AlChemy models chemistry by treating molecules as lambda calculus terms and reactions as reductions. Two terms collide; one applies to the other; the result is a new term — a new molecule. The system generates emergent complexity because reduction can produce terms more complex than either input. But AlChemy's algebraic structure (what reactions are possible) and its dynamics (which reactions happen) were connected informally.
Bournez et al. formalize the connection as a functor. The algebraic model — the space of terms and their reduction rules — lives in one category. The dynamical model — the time evolution of populations of terms — lives in another. The functor maps algebraic structure to dynamical behavior, ensuring that every algebraic property has a corresponding dynamical consequence and vice versa.

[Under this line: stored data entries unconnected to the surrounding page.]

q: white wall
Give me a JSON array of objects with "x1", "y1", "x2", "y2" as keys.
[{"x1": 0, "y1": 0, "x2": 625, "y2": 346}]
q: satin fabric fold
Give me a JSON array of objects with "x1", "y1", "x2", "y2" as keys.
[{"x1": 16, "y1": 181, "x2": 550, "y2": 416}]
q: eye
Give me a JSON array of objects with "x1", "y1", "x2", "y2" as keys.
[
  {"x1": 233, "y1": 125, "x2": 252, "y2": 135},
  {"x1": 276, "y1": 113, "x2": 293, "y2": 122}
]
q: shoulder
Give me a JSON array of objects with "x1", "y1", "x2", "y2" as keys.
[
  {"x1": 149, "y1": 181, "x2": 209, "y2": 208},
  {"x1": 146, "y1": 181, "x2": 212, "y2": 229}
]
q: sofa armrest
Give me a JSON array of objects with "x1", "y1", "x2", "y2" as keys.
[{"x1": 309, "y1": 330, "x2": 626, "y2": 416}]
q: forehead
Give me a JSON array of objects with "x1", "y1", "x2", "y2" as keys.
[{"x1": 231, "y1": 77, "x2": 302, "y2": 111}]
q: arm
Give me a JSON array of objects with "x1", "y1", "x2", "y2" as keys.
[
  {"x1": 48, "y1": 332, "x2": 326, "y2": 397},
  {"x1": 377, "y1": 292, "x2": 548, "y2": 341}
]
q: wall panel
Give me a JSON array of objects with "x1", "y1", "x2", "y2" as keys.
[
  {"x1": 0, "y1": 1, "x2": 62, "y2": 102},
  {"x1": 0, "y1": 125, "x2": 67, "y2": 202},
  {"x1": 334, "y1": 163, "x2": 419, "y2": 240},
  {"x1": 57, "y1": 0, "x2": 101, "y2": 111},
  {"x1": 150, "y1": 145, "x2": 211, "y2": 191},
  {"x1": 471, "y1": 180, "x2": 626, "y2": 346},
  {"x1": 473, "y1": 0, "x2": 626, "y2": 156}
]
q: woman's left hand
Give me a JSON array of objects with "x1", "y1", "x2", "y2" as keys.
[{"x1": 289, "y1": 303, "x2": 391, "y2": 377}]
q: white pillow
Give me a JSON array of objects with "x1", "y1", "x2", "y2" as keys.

The generalization matters because it separates what can react from what does react. In the algebraic category, every valid reduction is present. In the dynamical category, concentrations, collision rates, and selection pressures determine which reductions actually occur. The functor preserves the structure while allowing the dynamics to select from it. This is the same separation that physical chemistry enforces: thermodynamics determines what reactions are possible; kinetics determines which ones happen.
The through-claim is about the formalization gap in artificial life. AlChemy worked — it produced self-organizing chemical networks, autocatalytic sets, parasitism, and evolution. But without a formal bridge between algebra and dynamics, it was unclear which emergent properties were consequences of the algebraic structure and which were artifacts of the particular dynamical implementation. The functor makes this distinction precise.